Postpartum depression (PPD) can take many forms and mine took the form of wanting to lie in bed and do absolutely nothing, not even fold clothes—an activity I probably will be doing even on my actual deathbed. I worried a lot about dropping the baby. I was prescribed drugs which I took with some scepticism. I lay about again—only now feeling like a bit of a fraud. This feeling, I didn’t know then, is the hallmark of parenthood. A month later, I found myself wanting to clean the bedroom and that was the end of PPD for me.

When I think back about those early months after my first baby, what I remember most is the shock of no longer being under the radar. As a mother, I was public property but property that the public didn’t want. I think of how much I resented the invasiveness of the medical institutions. In the excellent hospital where I and my baby were kept alive, I also had to pretend to listen to patent nonsense about weight loss and breast-feeding. When I got out of hospital, opinions followed me around. I have never had trouble ignoring people yarning on but motherhood ushered me to blatant insincerity.

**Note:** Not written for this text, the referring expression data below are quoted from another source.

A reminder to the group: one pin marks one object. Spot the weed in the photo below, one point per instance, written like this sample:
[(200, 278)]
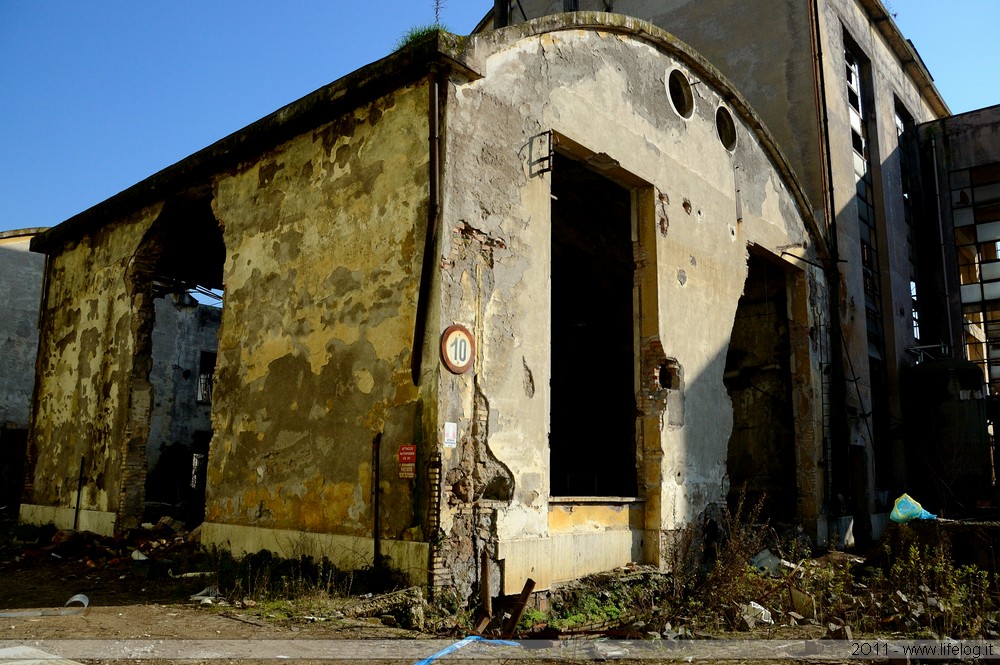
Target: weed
[(418, 33), (262, 576)]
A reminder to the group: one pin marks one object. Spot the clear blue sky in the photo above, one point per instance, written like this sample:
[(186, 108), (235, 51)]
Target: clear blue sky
[(96, 95)]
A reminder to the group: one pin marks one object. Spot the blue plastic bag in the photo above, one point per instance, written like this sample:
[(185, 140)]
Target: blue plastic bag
[(907, 510)]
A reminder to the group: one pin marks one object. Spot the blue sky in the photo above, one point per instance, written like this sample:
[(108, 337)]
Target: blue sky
[(96, 95)]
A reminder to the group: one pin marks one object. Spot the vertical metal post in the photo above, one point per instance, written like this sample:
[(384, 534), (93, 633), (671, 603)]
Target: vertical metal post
[(79, 494), (501, 13)]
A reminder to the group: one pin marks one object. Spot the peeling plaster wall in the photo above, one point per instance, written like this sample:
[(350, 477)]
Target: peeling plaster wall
[(323, 238), (606, 92), (85, 375)]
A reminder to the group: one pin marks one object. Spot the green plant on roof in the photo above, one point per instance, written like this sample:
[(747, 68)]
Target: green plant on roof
[(418, 32)]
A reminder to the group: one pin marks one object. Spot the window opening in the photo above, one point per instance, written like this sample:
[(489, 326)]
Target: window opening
[(726, 128), (679, 90), (976, 214), (758, 377), (592, 433), (904, 123), (186, 249)]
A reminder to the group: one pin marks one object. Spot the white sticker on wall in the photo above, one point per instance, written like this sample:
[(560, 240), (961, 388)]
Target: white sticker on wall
[(450, 435)]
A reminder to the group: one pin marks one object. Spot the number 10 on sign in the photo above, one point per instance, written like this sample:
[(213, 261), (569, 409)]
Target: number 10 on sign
[(458, 349)]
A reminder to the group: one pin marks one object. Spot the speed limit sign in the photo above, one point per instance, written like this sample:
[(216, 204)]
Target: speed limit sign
[(458, 349)]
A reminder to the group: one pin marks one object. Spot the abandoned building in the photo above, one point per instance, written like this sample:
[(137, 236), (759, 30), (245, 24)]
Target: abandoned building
[(957, 160), (543, 295), (21, 280)]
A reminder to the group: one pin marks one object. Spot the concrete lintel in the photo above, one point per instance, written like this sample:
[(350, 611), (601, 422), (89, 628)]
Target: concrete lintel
[(566, 556)]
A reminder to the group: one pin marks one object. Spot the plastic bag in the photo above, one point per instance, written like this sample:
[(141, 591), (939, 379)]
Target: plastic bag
[(907, 510)]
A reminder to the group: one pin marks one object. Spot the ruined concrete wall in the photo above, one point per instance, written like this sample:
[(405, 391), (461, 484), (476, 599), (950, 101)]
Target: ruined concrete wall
[(843, 22), (704, 206), (323, 247), (84, 377), (184, 329), (775, 75), (21, 280)]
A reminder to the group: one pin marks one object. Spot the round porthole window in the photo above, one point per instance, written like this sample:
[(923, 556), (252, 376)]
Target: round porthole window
[(680, 93), (726, 128)]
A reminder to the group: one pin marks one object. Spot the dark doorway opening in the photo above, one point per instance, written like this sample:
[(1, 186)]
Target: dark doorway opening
[(187, 313), (13, 454), (592, 428), (761, 457)]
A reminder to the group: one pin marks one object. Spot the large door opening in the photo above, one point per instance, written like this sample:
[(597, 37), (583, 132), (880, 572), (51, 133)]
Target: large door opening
[(761, 458), (186, 253), (592, 422)]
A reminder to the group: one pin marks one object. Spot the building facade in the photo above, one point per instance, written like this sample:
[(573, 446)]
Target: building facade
[(837, 84), (21, 279), (520, 294)]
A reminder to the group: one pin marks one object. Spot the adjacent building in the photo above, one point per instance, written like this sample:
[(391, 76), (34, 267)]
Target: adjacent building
[(21, 281)]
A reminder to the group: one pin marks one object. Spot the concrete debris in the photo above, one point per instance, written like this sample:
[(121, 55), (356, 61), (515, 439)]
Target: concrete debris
[(802, 602), (766, 562), (755, 613), (406, 605), (835, 632), (208, 592)]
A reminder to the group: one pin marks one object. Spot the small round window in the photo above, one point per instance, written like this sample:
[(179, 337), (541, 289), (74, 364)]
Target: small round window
[(680, 93), (726, 128)]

One day, I went to the park and sat on the swing with my baby and a man from the neighbourhood harassed me. I remember listening to his strange comments with disbelief. I thought to myself, “This hasn’t happened to me since I was 25 and it’s because he knows I am weighed down by this baby." It reminded me of the first few months after being married and feeling that I no longer frightened people enough.

Perhaps the news reports are right that it was the online shaming that pushed the unfortunate young woman to her decision. We may never know. She joins the thousands of women who die every year by suicide in India. According to the National Crime Records Bureau (NCRB), the second highest category of suicides occur among housewives (after daily wage workers). (The young woman who died has been described as a techie but it is unclear to me from the news reports whether she was working at the time of her death.) The Million Death Study (MDS) on premature mortality, which ran from 1998 to 2014, points out that in India, women in the 15- to 29-year-old age group make up 56% of female suicides. Analysing the MDS findings, researcher Siddhesh Zadey concluded that the probability of death due to suicide increases by over 200 hundred-fold “for an Indian woman solely by virtue of being a housewife". For a woman in India, being married or having ever been married increased chances of death by suicide.

Perhaps the online trolling forced that tragic decision but it may not have been. Under any circumstances, your baby slipping out of your grasp and nearly dying would be shattering. For women with PPD whose sadness and anxiety centre on the fragile life they have to keep alive, it would be a thousand nightmares playing out in the noonday sun. Even without postpartum depression, it is so incredibly hard for mothers in India to want to stay alive. Shame and judgement are your evil handmaidens as soon as you enter the public institution of motherhood in India. Everyone votes and unlike on Bigg Boss, they insist you stay in the house.